Having passionately celebrated her reunion with her offspring, and excused herself in cryptic language for the lateness of her return, Nettie restored the baby to the crib and shyly invited Miss Bart to the rocking-chair near the stove.
“We've got a parlour too,” she explained with pardonable pride, “but I guess it's warmer in here, and I don't want to leave you alone while I'm getting baby's supper.”
On receiving Lily's assurance that she much preferred the friendly proximity of the kitchen fire, Mrs. Struther proceeded to prepare a bottle of infantile food, which she tenderly applied to the baby's impatient lips; and while the ensuing degustation went on, she seated herself with a beaming countenance beside her visitor.
“You're sure you won't let me warm up a drop of coffee for you, Miss Bart? There's some of baby's fresh milk left over—well, maybe you'd rather just sit quiet and rest a little while. It's too lovely having you here. I've thought of it so often that I can't believe it's really come true. I've said to George again and again: ‘I just wish Miss Bart could see me
now
—' and I used to watch for your name in the papers, and we'd talk over what you were doing and read the descriptions of the dresses you wore. I haven't seen your name for a long time, though, and I began to be afraid you were sick, and it worried me so that George said I'd get sick myself, fretting about it.” Her lips broke into a reminiscent smile. “Well, I can't afford to be sick again, that's a fact: the last spell nearly finished me. When you sent me off that time I never thought I'd come back alive, and I didn't much care if I did. You see, I didn't know about George and the baby then.”

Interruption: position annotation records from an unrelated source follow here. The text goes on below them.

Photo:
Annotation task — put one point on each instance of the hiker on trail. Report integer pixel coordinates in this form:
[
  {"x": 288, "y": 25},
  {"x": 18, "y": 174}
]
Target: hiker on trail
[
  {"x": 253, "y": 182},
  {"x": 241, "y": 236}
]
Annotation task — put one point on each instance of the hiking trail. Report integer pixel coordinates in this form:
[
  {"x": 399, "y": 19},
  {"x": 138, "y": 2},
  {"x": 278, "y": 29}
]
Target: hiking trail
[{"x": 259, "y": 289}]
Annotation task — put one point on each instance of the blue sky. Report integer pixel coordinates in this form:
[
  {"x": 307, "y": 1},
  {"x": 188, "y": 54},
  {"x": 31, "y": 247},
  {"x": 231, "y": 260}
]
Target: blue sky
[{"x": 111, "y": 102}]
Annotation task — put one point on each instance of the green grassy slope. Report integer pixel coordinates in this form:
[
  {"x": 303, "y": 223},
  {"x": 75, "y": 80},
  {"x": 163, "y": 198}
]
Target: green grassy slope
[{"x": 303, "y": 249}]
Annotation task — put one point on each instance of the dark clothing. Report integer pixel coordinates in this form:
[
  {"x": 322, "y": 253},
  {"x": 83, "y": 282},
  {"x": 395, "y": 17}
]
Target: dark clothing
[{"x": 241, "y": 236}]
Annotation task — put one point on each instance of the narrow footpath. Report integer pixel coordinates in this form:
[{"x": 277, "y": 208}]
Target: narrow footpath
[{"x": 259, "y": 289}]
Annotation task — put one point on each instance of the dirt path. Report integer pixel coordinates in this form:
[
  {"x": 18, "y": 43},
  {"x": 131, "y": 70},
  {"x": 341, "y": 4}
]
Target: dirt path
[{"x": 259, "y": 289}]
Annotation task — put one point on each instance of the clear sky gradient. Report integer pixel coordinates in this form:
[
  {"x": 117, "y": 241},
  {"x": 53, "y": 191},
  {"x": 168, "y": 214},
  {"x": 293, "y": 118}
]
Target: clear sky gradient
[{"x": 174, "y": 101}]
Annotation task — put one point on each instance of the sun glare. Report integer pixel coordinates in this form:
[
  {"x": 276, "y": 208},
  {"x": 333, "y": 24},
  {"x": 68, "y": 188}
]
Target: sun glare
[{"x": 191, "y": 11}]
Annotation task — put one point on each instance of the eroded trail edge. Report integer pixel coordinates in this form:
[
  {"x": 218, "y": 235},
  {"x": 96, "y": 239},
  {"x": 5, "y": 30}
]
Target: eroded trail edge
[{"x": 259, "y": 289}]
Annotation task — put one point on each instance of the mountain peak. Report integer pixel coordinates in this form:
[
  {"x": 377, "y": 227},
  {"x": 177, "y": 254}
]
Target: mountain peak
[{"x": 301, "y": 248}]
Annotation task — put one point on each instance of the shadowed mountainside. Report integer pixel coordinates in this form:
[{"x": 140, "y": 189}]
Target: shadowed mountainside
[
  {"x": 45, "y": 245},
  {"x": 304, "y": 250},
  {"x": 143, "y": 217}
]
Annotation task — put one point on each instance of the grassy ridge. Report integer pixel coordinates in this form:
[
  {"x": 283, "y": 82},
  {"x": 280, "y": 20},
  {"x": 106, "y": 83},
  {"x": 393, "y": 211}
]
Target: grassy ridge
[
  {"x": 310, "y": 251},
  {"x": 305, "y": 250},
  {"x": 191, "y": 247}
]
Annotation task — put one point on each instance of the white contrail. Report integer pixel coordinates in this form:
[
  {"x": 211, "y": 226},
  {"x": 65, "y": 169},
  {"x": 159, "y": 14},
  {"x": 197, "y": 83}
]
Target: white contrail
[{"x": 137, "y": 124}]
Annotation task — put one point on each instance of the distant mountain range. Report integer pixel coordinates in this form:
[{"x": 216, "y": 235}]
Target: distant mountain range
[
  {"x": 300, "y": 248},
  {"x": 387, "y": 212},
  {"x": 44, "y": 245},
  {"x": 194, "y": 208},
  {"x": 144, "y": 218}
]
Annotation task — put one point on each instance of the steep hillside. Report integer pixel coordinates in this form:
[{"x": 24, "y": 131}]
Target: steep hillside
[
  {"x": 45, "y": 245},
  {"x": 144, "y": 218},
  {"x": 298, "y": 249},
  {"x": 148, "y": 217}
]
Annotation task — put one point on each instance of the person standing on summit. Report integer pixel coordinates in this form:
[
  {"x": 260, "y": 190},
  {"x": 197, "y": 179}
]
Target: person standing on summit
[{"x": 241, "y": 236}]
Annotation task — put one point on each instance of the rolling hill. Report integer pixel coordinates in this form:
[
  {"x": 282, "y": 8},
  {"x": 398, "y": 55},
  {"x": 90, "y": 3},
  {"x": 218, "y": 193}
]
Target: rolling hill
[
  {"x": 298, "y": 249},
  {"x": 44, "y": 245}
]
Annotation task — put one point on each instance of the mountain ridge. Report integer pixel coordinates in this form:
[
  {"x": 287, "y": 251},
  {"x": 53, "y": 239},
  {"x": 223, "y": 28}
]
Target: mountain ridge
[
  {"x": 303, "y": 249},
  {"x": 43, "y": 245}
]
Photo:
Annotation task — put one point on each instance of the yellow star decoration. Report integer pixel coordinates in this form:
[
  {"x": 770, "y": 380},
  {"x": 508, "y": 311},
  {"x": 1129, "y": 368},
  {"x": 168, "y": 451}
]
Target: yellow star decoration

She paused to readjust the bottle to the child's bubbling mouth.
“You precious—don't you be in too much of a hurry! Was it mad with mommer for getting its supper so late? Marry Anto'nette—that's what we call her, after the French queen in that play at the Garden—I told George the actress reminded me of you, and that made me fancy the name. I never thought I'd get married, you know, and I'd never have had the heart to go on working just for myself.”
She broke off again, and meeting the encouragement in Lily's eyes, went on, with a flush rising under her anæmic skin: “You see, I wasn't only just
sick
that time you sent me off—I was dreadfully unhappy too. I'd known a gentleman where I was employed—I don't know as you remember I did typewriting in a big importing firm—and—well—I thought we were to be married; he'd gone steady with me six months and given me his mother's wedding ring. But I presume he was too stylish for me; he travelled for the firm and had seen a great deal of society. Work girls aren't looked after the way you are, and they don't always know how to look after themselves. I didn't, and it pretty near killed me when he went away and left off writing. It was then I came down sick—I thought it was the end of everything. I guess it would have been if you hadn't sent me off. But when I found I was getting well, I began to take heart in spite of myself. And then, when I got back home, George came round and asked me to marry him. At first I thought I couldn't, because we'd been brought up together, and I knew he knew about me. But after a while I began to see that that made it easier. I never could have told another man, and I'd never have married without telling; but if George cared for me enough to have me as I was, I didn't see why I shouldn't begin over again—and I did.”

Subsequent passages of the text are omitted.